Magee: My son donated brain to help find a cure

Legendary RTÉ star Jimmy Magee hopes that his son’s donor brain could help provide the cure for the disease that killed him.

Jimmy Magee’s eldest son Paul became one of the first people in Ireland to become a donor to the brain bank in Beaumont Hospital after he died in 2008 from motor neuron disease.

The commentator told the Tubridy Show he would love to see his son’s brain being used to provide a breakthrough for the terminal condition.

“While he was able to speak he knew there was no cure for motor neurone disease, certainly not in his time. He decided he would bequeath his brain to research which was in Beaumont Hospital. He was one of the first contributions to the brain bank.

“His brain is alive and well in Beaumont Hospital at this moment. Maybe there is a slight chance that somewhere down the line someone will be diagnosed with motor neurone disease and Paul’s brain will be used in research.

“That for me will be the greatest legacy that any of my family could leave to this world.
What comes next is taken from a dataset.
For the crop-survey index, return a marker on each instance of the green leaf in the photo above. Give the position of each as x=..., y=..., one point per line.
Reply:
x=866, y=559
That would be wonderful.”

The broadcaster suffered the premature death of his father, his wife Marie at the age of 54, and his son Paul but he said he got through life with his glass half-full attitude.

He said his son was in a living hell in his final days battling the degenerative muscle disease.

“He learned the progression of it and what would happen and eventually he would die. He only lasted a year and five months.

“In the end he couldn’t help himself. He was genuinely incapable of anything. He couldn’t move a finger or a hand or a toe or couldn’t speak.

“The only thing he could do was smile. I will always remember him for his smile. If you told him a story he thought was reasonably funny he would smile. If you asked him a question and the answer was ‘Yes’ he would smile. He had no answer for ‘no’.”

And he said he felt his son’s presence constantly at his side.

“He’s with me night, noon and morning. I can see his face at the other side of the table as I speak to you,” he told Ryan Tubridy.

The RTÉ star also told how he believed he helped to bring a young man out of three-month coma with his famous voice when a man came to Montrose looking for his help.

“He said his son had a serious motorcycle accident and he was wired up to the machine and they were pulling the plugs tomorrow and he didn’t want them to do it.

“I said ‘don’t let them do it’. I absolutely believe that only God should take you off this Earth, nobody else.

“He said he was a great fan of mine and listened to everything I did. I went downstairs and I went into the studio and told the operator to turn on the machine.”

He recorded a special broadcast especially for the young man lying in the hospital bed.

After two weeks the father returned again and said they were losing hope so the broadcaster pleaded with him to play the young man one more tape.

“I went down to the studio again and did another couple of words.

“The fact of the matter is that chap is working in Dún Laoghaire in an office. He woke up. I’m not saying I woke him up but he woke up.

“All of which proves do not be pulling plugs on people.”